Trusting the power of God’s expression, I let my name stand. Because I had always avoided words that were difficult for me in conversation, my fellow members were not fully aware of my speech issue and they elected me as First Reader. I stood and said a few words of thanks and sat down. Afterward, a friend of mine who worked with people with speech disabilities, said that she had been aware of my lisp but while I was speaking to the members that evening it was not apparent. The next day I rushed into the therapist's office and asked him to put me on the recorder. We both listened. The lisp was no longer there!

At the moment that I recognized myself as a spiritual reflection of God, who was always there to strengthen me, I was instantaneously healed of a life-long physical condition that had not been cured even after a year of therapy. It was like being let out of prison. Science and Health beautifully summarizes what I had gone through: “Simply asking that we may love God will never make us love Him; but the longing to be better and holier, expressed in daily watchfulness and in striving to assimilate more of the divine character, will mould and fashion us anew, until we awake in His likeness” (p. 4).
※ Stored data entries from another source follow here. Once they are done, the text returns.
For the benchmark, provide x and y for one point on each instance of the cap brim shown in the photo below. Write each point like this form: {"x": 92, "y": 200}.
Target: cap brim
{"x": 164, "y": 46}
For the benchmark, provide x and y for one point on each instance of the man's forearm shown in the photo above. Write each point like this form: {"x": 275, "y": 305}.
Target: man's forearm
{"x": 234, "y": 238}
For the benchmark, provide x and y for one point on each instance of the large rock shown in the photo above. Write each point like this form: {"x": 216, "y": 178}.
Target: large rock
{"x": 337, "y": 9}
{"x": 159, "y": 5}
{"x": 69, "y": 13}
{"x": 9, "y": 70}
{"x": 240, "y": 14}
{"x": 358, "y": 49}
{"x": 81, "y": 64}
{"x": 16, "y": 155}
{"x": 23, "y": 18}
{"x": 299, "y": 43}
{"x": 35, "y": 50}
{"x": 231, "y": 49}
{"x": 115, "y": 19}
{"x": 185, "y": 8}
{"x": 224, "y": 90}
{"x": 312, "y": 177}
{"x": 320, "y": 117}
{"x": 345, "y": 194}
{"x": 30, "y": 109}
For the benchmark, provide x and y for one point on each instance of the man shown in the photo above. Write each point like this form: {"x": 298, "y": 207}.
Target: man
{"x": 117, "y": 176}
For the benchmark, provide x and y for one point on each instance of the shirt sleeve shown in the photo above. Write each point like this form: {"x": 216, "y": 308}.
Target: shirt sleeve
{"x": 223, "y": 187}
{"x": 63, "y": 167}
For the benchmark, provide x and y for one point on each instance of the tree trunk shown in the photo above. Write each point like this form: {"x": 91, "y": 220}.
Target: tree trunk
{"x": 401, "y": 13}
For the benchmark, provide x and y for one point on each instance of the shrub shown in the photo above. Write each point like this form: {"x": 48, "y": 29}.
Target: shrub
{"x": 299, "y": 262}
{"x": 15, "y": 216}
A life-long accumulation of self-consciousness had blinded me to my divine character. I awoke, and was formed anew.

I had proved for myself that through an understanding of the divine laws of life we are irresistibly drawn back to Spirit’s original perfection. We might call that a healing; but it’s also the demonstration—or discovery—of what has always been true about us, because it’s true about the Spirit we reflect. We uncover our original perfection as yet another of God’s masterpieces!